Image: Fluid inclusions in a quartz sample from Barberton (South Africa, 3.3 Ga old).

A major result of paleo-atmospheric studies is that the isotopic composition of atmospheric xenon evolved with time until about 2 Ga ago (Pujol et al. 2011; Avice et al. 2017, 2018). This isotopic evolution could be linked to the escape and fractionation of xenon ions from the atmosphere to the outer space. This escape is possible only if hydrogen escape, a potential strong driver of Earth’s oxidation, was active until 2 Ga ago (Zahnle et al. 2019).
Studying paleo-atmospheres trapped in geological samples also allows to put constraints on the partial pressure of nitrogen (pN2) in the ancient atmosphere. Argon-nitrogen mixing relationships show that the pN2 in the Archean was similar to or lower than the modern one but further investigations are required to better understand the evolution of the pN2 over geological eons.

Space technologies applied to atmospheric sampling on Venus

Venus shares similarities with Earth and is often considered as Earth’s sister planet. Yet, the two planets evolved very differently and only Earth is considered habitable today. The habitability of Venus in the past remains debated. Similarly to the case of Earth, the chemical and isotopic composition of the Venus atmosphere holds clues about the entire evolution of the planet. Unfortunately, existing data are scarce and do not allow to draw any firm conclusion on the origin of volatile elements on Venus and on the evolution of its atmosphere.
I am taking part to the development of a mission concept named “Cupid’s Arrow” and led by C. Sotin (ex JPL, now Univ. of Nantes), which aims at sampling and measuring the elemental and isotopic composition of noble gases in the Venus atmosphere.

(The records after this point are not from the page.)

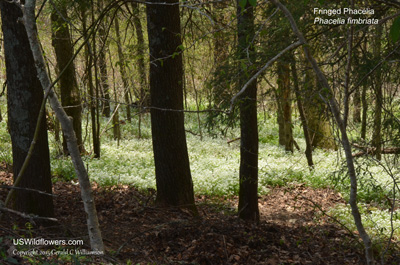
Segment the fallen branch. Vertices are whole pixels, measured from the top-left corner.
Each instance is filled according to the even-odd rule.
[[[228,141],[226,141],[226,143],[229,145],[230,143],[236,142],[238,140],[240,140],[240,137],[232,139],[232,140],[228,140]]]
[[[353,157],[360,157],[363,155],[375,155],[376,147],[362,146],[359,144],[352,143],[352,146],[361,149],[360,152],[353,154]],[[385,147],[381,150],[382,154],[400,154],[400,147]]]
[[[85,212],[87,214],[87,226],[90,239],[90,246],[92,250],[104,251],[103,239],[101,237],[100,225],[97,218],[96,206],[94,203],[94,197],[92,194],[92,188],[89,181],[89,176],[83,164],[78,148],[76,135],[72,127],[72,121],[65,113],[60,102],[58,101],[55,93],[51,90],[51,82],[49,75],[46,71],[45,62],[43,59],[40,42],[37,37],[36,31],[36,20],[35,20],[35,0],[25,1],[25,5],[22,7],[23,22],[28,35],[30,48],[35,60],[35,65],[38,73],[38,78],[42,84],[45,94],[48,94],[49,102],[54,110],[57,119],[61,123],[62,130],[67,140],[68,150],[71,155],[71,160],[75,167],[75,172],[79,179],[81,187],[81,196]]]
[[[26,213],[18,212],[18,211],[15,211],[15,210],[12,210],[9,208],[5,208],[5,207],[0,207],[0,211],[9,212],[9,213],[21,216],[22,218],[25,218],[25,219],[38,219],[38,220],[58,222],[58,219],[56,219],[56,218],[41,217],[41,216],[37,216],[37,215],[33,215],[33,214],[26,214]]]

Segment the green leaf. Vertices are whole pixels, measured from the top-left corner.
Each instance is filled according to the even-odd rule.
[[[239,0],[239,6],[242,8],[242,10],[245,8],[247,4],[247,0]]]
[[[390,27],[389,36],[393,42],[396,42],[399,39],[399,37],[400,37],[400,17],[396,18],[393,21],[393,25],[392,25],[392,27]]]
[[[6,260],[7,262],[11,263],[11,264],[19,264],[18,260],[14,259],[14,258],[7,258]]]

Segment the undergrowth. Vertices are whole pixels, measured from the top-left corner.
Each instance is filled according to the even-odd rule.
[[[4,110],[2,109],[3,113]],[[151,142],[150,117],[143,115],[141,138],[139,139],[138,116],[132,123],[121,125],[122,139],[118,143],[112,137],[112,129],[105,130],[101,139],[101,158],[90,156],[90,137],[86,137],[86,149],[89,155],[84,157],[92,181],[103,186],[128,184],[142,190],[155,189],[155,171]],[[209,135],[202,128],[206,116],[185,115],[187,144],[194,190],[197,195],[233,196],[239,190],[240,140],[227,143],[240,136],[238,128],[227,130],[225,136]],[[107,120],[102,118],[105,126]],[[90,135],[90,124],[86,121],[83,128]],[[103,129],[102,129],[103,130]],[[306,184],[313,188],[334,188],[348,200],[350,181],[341,150],[313,151],[314,168],[307,166],[304,155],[305,142],[299,120],[294,120],[294,138],[300,150],[286,152],[278,146],[278,127],[275,117],[259,115],[259,193],[267,194],[270,186],[290,186]],[[202,137],[200,137],[202,135]],[[60,146],[49,134],[51,166],[53,180],[74,180],[75,171],[69,158],[60,156]],[[11,144],[5,121],[0,122],[0,163],[11,164]],[[358,174],[359,202],[363,221],[376,242],[388,238],[400,238],[400,217],[390,208],[398,197],[395,185],[399,181],[398,162],[393,155],[386,155],[383,162],[369,157],[355,159]],[[348,206],[338,205],[331,214],[353,229],[353,219]],[[354,229],[353,229],[354,230]],[[378,240],[379,239],[379,240]]]

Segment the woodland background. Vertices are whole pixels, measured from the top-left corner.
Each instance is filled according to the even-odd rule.
[[[2,261],[398,264],[400,3],[21,2],[0,0]]]

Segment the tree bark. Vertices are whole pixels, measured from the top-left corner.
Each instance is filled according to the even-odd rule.
[[[357,227],[357,231],[364,243],[367,264],[369,264],[369,265],[373,264],[374,258],[373,258],[371,238],[369,237],[368,233],[365,231],[364,225],[361,220],[361,214],[360,214],[360,211],[359,211],[358,205],[357,205],[357,174],[355,171],[354,161],[353,161],[353,157],[352,157],[352,153],[351,153],[351,145],[350,145],[349,138],[347,136],[345,123],[340,114],[339,106],[336,102],[336,99],[334,98],[333,90],[332,90],[331,86],[329,85],[328,80],[326,79],[326,76],[319,68],[317,61],[311,55],[311,52],[309,50],[309,44],[307,43],[306,39],[304,38],[304,35],[299,31],[299,29],[296,25],[296,22],[292,16],[292,14],[290,13],[290,11],[284,5],[282,5],[279,2],[279,0],[271,0],[271,1],[272,1],[272,3],[277,5],[279,7],[279,9],[281,9],[284,12],[285,16],[289,20],[293,32],[297,35],[299,40],[303,43],[303,51],[304,51],[304,54],[305,54],[307,60],[309,61],[314,72],[316,73],[320,84],[326,90],[325,93],[324,94],[321,93],[320,96],[327,99],[327,102],[329,104],[331,112],[335,118],[336,124],[338,125],[340,133],[341,133],[341,142],[342,142],[342,146],[343,146],[344,153],[346,156],[347,170],[348,170],[350,183],[351,183],[349,204],[350,204],[352,215],[354,218],[354,223],[355,223],[355,225]]]
[[[307,65],[308,66],[308,65]],[[309,67],[309,66],[308,66]],[[326,104],[319,97],[321,85],[314,73],[306,71],[304,82],[304,111],[307,117],[308,133],[313,148],[336,149]]]
[[[185,207],[197,214],[183,115],[179,5],[176,0],[151,3],[147,5],[147,26],[156,202]]]
[[[102,9],[102,1],[99,2],[100,9]],[[111,115],[110,108],[110,85],[108,84],[107,62],[106,54],[108,49],[108,40],[106,36],[107,19],[104,18],[99,25],[99,68],[100,68],[100,81],[101,81],[101,95],[102,95],[102,114],[109,118]]]
[[[86,26],[86,8],[82,6],[81,10],[82,15],[82,30],[83,37],[85,40],[88,40],[87,26]],[[86,72],[87,72],[87,82],[89,86],[89,108],[90,108],[90,118],[92,123],[92,137],[93,137],[93,152],[95,158],[100,158],[100,135],[97,129],[97,121],[96,121],[96,106],[97,99],[95,99],[95,87],[93,85],[93,54],[92,48],[89,42],[86,43],[85,46],[85,61],[86,61]]]
[[[52,45],[57,59],[60,76],[61,104],[69,117],[72,117],[74,131],[81,153],[84,152],[82,141],[82,106],[76,80],[75,65],[69,63],[74,55],[72,40],[69,34],[68,14],[65,4],[53,7],[51,13]],[[64,154],[68,154],[67,142],[63,139]]]
[[[130,91],[130,86],[128,82],[128,75],[126,74],[126,62],[125,62],[125,56],[124,52],[122,51],[122,43],[121,43],[121,36],[119,34],[119,21],[118,21],[118,16],[115,17],[114,19],[114,27],[115,27],[115,36],[116,36],[116,43],[117,43],[117,51],[118,51],[118,58],[119,58],[119,72],[121,73],[122,77],[122,83],[124,84],[124,98],[125,98],[125,103],[126,105],[126,119],[131,122],[132,117],[131,117],[131,102],[129,100],[129,91]]]
[[[382,25],[377,25],[376,35],[374,39],[373,53],[375,61],[381,59],[381,38],[382,38]],[[381,141],[381,127],[382,127],[382,76],[381,67],[378,67],[374,74],[374,92],[375,92],[375,106],[374,106],[374,131],[372,135],[372,146],[376,148],[375,157],[378,160],[382,159],[382,141]]]
[[[23,15],[21,10],[17,5],[6,1],[0,1],[0,10],[4,36],[13,173],[14,178],[17,178],[34,137],[43,101],[43,90],[37,78],[25,28],[22,23],[18,22]],[[34,153],[32,153],[28,167],[18,186],[52,193],[45,117],[41,119]],[[54,216],[52,197],[37,192],[16,190],[14,207],[20,212],[47,217]]]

During my stay at Caltech as a postdoctoral scholar (2016-2018), I collaborated with engineers at the Jet Propulsion Laboratory (JPL/NASA). We developed a miniaturized quadrupole ion trap mass spectrometer (QITMS). This instrument is based on the invention by W. Paul (Nobel prize in 1989), holds in one hand and is able to measure the relative proportions of all noble gas isotopes. High levels of cleanliness allow to measure the same finite aliquot of gas in static mode during hours or even days, which permits to achieve very good internal reproducibility (Avice et al., 2020). Such a compact, versatile instrument could be the ideal payload of a small satellite mission to Venus.

Sampling the atmosphere of Venus presents interesting challenges. In the scenario of a skimmer probe, sampling takes place at 13km/s and behind a shock wave. These conditions are likely to modify the composition of the sample. The Cupid’s Arrow team is running numerical simulations reproducing atmospheric sampling at high velocity. (see this presentation given by A. Borner) We also develop an analog experiment, which aims at understanding the effect of gas expansion from the Venus atmosphere, through a miniaturized valve and to the sampling cylinders.